April 11, 2021 Maggie Getz
Photo by The Siegers Photo + Video

Photo by The Siegers Photo + Video

“May the Lord, the God of Israel, under whose wings you have come to take refuge, reward you fully for what you have done.” (Ruth 2:12, NLT)

I had our first year of marriage all planned out. 

Romantic dinners, walks in the park, coffee dates, and Sundays side-by-side at church. 

Instead, our year looked vastly different. Shortly after our honeymoon, my husband began working nights. The job slowly ate away at him and often hit 80 hours per week. We hardly saw each other. 

“How long, O Lord? Will you forget me forever?” (Psalm 13:1a, ESV)

I wonder if Ruth ever felt the same way. 

After losing her father-in-law, brother-in-law, and husband, Ruth boldly chose to stay by her mother-in-law Naomi’s side. 

“For wherever you go, I will go, and wherever you live, I will live; your people will be my people, and your God will be my God.” (Ruth 1:16b, HCSB)

Her loyalty comes amidst desperation.

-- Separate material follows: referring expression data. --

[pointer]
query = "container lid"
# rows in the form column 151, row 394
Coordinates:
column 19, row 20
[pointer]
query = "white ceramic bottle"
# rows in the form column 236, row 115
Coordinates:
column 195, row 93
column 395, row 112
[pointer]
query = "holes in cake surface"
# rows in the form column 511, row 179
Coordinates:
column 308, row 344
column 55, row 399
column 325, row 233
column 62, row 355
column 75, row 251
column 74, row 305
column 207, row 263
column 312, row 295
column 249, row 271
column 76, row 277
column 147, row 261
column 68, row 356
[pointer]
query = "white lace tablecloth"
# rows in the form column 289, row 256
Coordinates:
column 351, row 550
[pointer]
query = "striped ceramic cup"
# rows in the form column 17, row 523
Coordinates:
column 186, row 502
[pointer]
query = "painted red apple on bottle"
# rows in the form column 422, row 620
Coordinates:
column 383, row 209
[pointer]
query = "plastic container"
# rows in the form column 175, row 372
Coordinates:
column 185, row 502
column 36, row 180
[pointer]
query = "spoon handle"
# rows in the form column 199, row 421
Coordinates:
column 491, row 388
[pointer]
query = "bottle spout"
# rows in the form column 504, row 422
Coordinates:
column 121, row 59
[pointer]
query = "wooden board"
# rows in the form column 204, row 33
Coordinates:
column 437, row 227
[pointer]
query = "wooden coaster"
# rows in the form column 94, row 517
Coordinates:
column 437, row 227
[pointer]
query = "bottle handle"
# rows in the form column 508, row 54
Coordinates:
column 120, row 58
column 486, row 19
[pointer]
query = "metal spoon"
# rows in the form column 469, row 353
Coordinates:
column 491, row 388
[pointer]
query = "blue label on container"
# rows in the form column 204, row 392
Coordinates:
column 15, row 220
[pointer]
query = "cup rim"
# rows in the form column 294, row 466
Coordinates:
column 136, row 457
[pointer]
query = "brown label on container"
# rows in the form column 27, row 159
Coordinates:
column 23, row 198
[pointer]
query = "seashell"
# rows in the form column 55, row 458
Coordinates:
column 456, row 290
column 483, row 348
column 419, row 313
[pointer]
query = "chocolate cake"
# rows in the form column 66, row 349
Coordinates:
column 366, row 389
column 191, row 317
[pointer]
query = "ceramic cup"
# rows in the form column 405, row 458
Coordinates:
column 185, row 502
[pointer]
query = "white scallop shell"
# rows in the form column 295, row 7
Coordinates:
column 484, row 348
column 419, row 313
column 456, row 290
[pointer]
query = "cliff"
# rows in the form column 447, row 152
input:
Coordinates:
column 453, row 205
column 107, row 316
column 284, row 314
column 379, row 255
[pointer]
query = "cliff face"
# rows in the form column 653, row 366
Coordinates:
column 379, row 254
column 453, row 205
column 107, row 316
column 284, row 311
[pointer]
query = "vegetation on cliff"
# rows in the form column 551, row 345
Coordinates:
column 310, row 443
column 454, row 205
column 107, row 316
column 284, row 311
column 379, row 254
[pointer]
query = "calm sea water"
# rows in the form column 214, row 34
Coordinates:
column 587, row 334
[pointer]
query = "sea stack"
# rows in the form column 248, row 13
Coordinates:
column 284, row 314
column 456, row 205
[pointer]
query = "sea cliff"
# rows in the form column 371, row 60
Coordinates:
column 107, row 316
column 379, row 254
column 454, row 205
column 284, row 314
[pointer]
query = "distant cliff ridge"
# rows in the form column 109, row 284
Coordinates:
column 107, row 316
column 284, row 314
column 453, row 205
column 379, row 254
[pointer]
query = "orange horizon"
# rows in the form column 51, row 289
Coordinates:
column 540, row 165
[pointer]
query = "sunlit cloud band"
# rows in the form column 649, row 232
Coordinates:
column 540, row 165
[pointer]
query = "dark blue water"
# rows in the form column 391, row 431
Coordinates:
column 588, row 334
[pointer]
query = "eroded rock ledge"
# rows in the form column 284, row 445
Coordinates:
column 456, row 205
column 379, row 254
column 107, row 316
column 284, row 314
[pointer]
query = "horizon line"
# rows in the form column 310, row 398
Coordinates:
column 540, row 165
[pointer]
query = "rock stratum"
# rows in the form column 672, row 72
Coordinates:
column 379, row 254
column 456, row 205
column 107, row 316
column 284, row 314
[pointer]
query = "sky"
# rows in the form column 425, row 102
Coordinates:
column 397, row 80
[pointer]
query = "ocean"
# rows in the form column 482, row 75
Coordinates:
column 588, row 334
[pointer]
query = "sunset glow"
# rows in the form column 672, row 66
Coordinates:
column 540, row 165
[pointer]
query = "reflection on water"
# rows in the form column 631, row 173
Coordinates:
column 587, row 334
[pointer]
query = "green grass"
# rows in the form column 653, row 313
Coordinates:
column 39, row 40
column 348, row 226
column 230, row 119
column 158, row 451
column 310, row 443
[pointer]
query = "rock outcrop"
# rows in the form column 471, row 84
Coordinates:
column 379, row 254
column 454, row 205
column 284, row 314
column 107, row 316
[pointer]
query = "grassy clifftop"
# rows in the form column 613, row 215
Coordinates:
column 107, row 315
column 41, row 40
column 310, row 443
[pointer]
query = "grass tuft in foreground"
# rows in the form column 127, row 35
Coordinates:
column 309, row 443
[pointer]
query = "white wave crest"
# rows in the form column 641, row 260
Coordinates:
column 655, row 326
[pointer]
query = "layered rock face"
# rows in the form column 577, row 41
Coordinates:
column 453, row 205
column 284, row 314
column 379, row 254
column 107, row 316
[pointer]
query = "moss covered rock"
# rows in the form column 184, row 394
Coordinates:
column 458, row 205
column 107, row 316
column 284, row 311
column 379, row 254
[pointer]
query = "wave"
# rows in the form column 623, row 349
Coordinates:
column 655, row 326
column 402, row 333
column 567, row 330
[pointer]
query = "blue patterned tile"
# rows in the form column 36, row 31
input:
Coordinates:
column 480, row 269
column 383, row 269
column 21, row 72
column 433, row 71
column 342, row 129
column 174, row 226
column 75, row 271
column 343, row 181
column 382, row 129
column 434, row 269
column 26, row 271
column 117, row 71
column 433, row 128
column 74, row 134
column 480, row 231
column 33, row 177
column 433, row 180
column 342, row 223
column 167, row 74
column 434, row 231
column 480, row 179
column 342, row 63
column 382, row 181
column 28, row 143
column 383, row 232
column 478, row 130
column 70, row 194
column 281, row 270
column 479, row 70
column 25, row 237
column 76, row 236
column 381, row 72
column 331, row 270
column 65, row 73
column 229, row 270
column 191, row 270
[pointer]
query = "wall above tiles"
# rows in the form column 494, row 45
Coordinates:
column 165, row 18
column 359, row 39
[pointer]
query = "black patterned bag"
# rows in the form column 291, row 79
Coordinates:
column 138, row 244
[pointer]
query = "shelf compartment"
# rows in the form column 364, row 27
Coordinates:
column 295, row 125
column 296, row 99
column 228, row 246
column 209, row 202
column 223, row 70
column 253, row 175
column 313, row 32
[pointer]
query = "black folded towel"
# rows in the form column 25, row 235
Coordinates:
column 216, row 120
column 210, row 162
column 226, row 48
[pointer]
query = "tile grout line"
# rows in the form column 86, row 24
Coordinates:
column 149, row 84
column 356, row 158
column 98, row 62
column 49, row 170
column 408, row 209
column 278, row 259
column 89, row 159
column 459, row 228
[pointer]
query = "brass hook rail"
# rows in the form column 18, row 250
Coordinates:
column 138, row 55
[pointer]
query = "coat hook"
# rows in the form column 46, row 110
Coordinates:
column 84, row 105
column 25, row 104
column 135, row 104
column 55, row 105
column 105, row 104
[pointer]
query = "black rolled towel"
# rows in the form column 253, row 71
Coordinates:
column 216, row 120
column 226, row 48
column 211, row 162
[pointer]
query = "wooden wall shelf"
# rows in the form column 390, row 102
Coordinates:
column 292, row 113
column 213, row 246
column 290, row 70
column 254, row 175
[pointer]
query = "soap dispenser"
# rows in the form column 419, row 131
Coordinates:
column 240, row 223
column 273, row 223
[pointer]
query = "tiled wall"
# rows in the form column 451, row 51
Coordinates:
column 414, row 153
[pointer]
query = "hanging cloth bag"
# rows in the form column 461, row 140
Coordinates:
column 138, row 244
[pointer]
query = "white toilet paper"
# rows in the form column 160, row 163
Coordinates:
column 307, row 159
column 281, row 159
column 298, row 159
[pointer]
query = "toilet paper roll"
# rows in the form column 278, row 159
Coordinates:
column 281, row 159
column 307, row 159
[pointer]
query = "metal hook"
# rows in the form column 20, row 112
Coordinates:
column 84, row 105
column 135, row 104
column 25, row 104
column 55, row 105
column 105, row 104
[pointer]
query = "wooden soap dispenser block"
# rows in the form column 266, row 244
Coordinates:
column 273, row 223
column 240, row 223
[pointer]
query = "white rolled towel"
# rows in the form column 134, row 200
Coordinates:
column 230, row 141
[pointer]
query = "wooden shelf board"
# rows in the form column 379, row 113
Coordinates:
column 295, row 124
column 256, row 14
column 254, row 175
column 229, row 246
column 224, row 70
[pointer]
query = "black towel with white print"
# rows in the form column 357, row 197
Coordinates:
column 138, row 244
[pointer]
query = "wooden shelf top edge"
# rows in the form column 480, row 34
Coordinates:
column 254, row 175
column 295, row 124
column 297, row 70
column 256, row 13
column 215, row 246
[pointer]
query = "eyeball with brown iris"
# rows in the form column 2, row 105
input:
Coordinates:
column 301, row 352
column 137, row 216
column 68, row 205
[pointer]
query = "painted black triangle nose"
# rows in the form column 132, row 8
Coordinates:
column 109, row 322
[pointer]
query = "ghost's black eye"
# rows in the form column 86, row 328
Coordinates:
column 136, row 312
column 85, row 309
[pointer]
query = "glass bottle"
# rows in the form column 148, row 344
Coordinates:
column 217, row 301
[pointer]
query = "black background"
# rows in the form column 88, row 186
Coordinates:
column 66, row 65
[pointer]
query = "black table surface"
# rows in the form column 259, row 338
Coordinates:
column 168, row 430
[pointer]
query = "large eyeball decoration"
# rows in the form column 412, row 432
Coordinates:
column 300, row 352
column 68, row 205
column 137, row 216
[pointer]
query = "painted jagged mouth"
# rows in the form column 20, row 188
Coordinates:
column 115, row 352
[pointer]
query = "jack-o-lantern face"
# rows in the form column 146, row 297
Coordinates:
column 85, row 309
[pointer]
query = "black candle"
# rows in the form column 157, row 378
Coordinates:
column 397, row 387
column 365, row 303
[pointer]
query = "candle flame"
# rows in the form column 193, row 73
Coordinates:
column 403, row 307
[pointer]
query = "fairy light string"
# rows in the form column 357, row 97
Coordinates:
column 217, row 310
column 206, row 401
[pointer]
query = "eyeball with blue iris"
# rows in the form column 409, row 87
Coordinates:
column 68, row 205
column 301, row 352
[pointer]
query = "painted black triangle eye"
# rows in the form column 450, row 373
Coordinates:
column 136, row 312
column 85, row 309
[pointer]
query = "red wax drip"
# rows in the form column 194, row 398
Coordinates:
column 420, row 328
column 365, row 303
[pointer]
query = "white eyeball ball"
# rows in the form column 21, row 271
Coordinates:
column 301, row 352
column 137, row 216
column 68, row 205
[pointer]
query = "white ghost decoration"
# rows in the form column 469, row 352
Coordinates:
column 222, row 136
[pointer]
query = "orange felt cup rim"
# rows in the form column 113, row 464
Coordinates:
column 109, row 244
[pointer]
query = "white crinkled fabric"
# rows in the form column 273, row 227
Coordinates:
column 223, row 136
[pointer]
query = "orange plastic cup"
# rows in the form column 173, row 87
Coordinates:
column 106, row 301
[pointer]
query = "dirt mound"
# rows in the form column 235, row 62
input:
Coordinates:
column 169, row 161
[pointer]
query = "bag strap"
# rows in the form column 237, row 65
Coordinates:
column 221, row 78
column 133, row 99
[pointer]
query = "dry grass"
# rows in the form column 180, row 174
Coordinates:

Ruth had witnessed Naomi’s faith in Yahweh. She was willing to leave behind her family and homeland to follow the Lord. And she had hope He would deliver them.

God wrote Ruth’s story, and once in Bethlehem, He brought her to Boaz’s field. Boaz protects her, ensuring she and Naomi have food. He blesses her:

“May the Lord, the God of Israel, under whose wings you have come to take refuge, reward you fully for what you have done.” (Ruth 2:12, NLT)

Ruth’s unwavering faith in the Lord is so encouraging. Through every season, we’re called to seek refuge under the shadow of His wings.

This young woman had no idea Boaz was one of Naomi’s “kinsman-redeemers.” She was simply obeying God. Later, she humbles herself at Boaz’s feet, requesting marriage. Boaz selflessly takes Ruth as his bride and vows to sacrificially care for her. This is huge! God’s providence leads Ruth—a poor widow and foreigner—to Boaz. She gives birth to a son, and God puts Ruth in the genealogy of Jesus. 

Naomi and Ruth had no home, security, or hope. And God provided. 

He’s not left us without a Redeemer. He cares for us as individual women, no matter our background or circumstance. During marital hardship, poverty, fear, disappointment, and death, God is still present. He’s full of lovingkindness, and He’s provided our ultimate Kinsman-Redeemer in Jesus Christ.

My marriage didn’t improve overnight. My husband’s job wore us down and disappointed us.

But God never did. He was always there, pointing me to stories of hope like Ruth’s.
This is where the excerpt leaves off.